Those looking to save money, or who try to book at the last minute, often end up at the far end of State Street. The area has more of a strip-mall character but cheaper accommodations than downtown or at the beach. I've stayed at all of the "three trees" -- the Best Western Pepper Tree, The Orange Tree and The Lemon Tree. The Pepper Tree is the nicest and priciest, the Lemon Tree has had some intriguing modernist touches, while the Orange Tree is an older motel for those not looking to spend a lot of time in their room.
Wherever you stay, you will likely be disappointed by what you get for what you pay. But that is the price of Santa Barbara.
It's easy to spend more than $100 per person at dinner in Santa Barbara, but finding enjoyable inexpensive spots isn't hard. Just think tacos. Santa Barbara has great, inexpensive Mexican food, though the best spots are over on Milpas Street, away from the tourist areas.
Start with La Super Rica, the much-heralded Mexican restaurant that was a favorite of Julia Child, who lived nearby, and has been hailed in The New York Times and British newspapers. It's famous for its small tacos filled with fresh meat and melted cheese -- asada and carnitas are here, but chorizo is the real star. Sit out on the covered patio (if you can find a seat). If the lines are too long or you want something more conventional, try Los Agaves, a Mexican place nearby.
If it's hard to get out of downtown, then my trifecta of Mexican spots ends with Lily's Tacos, a decidedly down-market joint just north of the 101 and a short walk from lower State Street. It has great, cheap street tacos. With all the money you save, consider a splurge visit to Brophy Bros. for seafood. I'm partial to fried calamari with a beer. It's always jammed, so bring your patience.
Coffee is the most important part of my breakfast, so I keep things cheap by eating at coffeehouses like the Coffee Cat or bakeries like Renaud's or Jeannine's. All serve a great espresso -- the most basic coffee drink, but also one whose quality cannot be masked by milk, sweetener or foam.
My favorite Santa Barbara stroll is the self-guided Red Tile Walking Tour, which covers a 12-block area encompassed by Victoria, Chapala, Ortega and Santa Barbara streets. The best stop is the over-the-top design of the Santa Barbara County Courthouse, with its wrought iron, its tile floors that echo every footstep, a spiral staircase, painted scenes of Old California and courthouse designations spelled out in calligraphy on the walls. Finished in 1929, just as the stock market was about to crash, it's an exuberant symbol of city pride. In the summer, it's always cool inside. The walking tour also passes historic adobe homes and the El Presidio de Santa Barbara State Historic Park, which includes the original military outpost built by the Spanish in 1782.

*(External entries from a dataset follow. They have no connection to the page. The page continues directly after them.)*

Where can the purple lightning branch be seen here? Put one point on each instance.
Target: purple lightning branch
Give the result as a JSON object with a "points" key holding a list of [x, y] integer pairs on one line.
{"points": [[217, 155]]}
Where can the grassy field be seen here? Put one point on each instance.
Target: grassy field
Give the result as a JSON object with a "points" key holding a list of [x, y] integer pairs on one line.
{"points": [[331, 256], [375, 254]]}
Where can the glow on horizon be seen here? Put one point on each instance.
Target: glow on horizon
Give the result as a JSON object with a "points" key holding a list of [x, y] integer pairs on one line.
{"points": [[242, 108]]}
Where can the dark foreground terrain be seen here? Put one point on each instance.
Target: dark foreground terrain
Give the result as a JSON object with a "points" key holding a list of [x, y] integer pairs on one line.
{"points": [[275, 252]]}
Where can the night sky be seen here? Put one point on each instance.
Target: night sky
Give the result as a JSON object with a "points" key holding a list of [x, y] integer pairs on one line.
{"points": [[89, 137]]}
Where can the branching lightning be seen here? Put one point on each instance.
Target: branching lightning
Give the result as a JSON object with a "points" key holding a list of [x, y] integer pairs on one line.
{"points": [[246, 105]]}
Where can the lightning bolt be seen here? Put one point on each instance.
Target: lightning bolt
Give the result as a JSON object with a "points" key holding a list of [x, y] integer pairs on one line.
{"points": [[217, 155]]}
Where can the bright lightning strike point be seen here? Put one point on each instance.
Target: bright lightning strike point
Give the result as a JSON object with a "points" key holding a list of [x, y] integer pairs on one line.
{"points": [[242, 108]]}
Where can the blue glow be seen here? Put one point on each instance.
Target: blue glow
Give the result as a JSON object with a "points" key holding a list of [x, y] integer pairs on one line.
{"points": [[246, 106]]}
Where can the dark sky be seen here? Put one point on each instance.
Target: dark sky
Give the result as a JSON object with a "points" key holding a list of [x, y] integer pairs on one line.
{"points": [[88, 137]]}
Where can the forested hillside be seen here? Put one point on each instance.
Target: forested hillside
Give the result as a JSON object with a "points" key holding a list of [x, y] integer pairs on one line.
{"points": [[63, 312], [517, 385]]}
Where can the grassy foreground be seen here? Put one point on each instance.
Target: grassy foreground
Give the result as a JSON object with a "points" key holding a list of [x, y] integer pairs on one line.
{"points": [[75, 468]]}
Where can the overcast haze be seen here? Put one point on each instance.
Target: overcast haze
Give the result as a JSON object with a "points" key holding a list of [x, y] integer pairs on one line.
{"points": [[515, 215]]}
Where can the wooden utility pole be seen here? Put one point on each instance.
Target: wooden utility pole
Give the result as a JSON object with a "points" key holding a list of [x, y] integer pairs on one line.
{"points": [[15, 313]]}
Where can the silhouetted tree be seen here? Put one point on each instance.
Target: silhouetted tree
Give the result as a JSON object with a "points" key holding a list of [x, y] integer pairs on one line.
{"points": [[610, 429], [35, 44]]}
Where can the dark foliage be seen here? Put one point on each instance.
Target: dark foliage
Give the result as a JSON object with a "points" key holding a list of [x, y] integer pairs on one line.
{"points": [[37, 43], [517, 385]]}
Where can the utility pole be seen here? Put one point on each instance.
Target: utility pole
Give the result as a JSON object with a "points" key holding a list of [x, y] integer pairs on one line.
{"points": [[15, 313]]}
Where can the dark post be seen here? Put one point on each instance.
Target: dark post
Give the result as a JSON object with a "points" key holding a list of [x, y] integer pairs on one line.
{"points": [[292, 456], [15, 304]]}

For more than two centuries, the center of Santa Barbara's identity has been the Old Mission, the 10th built in California. It was founded on the Feast of Santa Barbara, Dec. 4, 1786. Unlike some of the other sites along the El Camino Real taken by Franciscan friars, the "Queen of the Missions," is well-preserved. The gorgeous setting, with the brown-gray Santa Ynez Mountains behind it and the Pacific Ocean in the distance, is popular with wedding photographers.
You can finish your Spanish-themed architectural wanderings with a few evening hours at the Arlington Theatre, a genuine picture palace whose walls are lined with Mission scenes backlit to give a wonderful golden glow, as if in perpetual sunset. It holds more than 2,000 people and is often used for concerts, ballet, comedy and other live events in addition to films.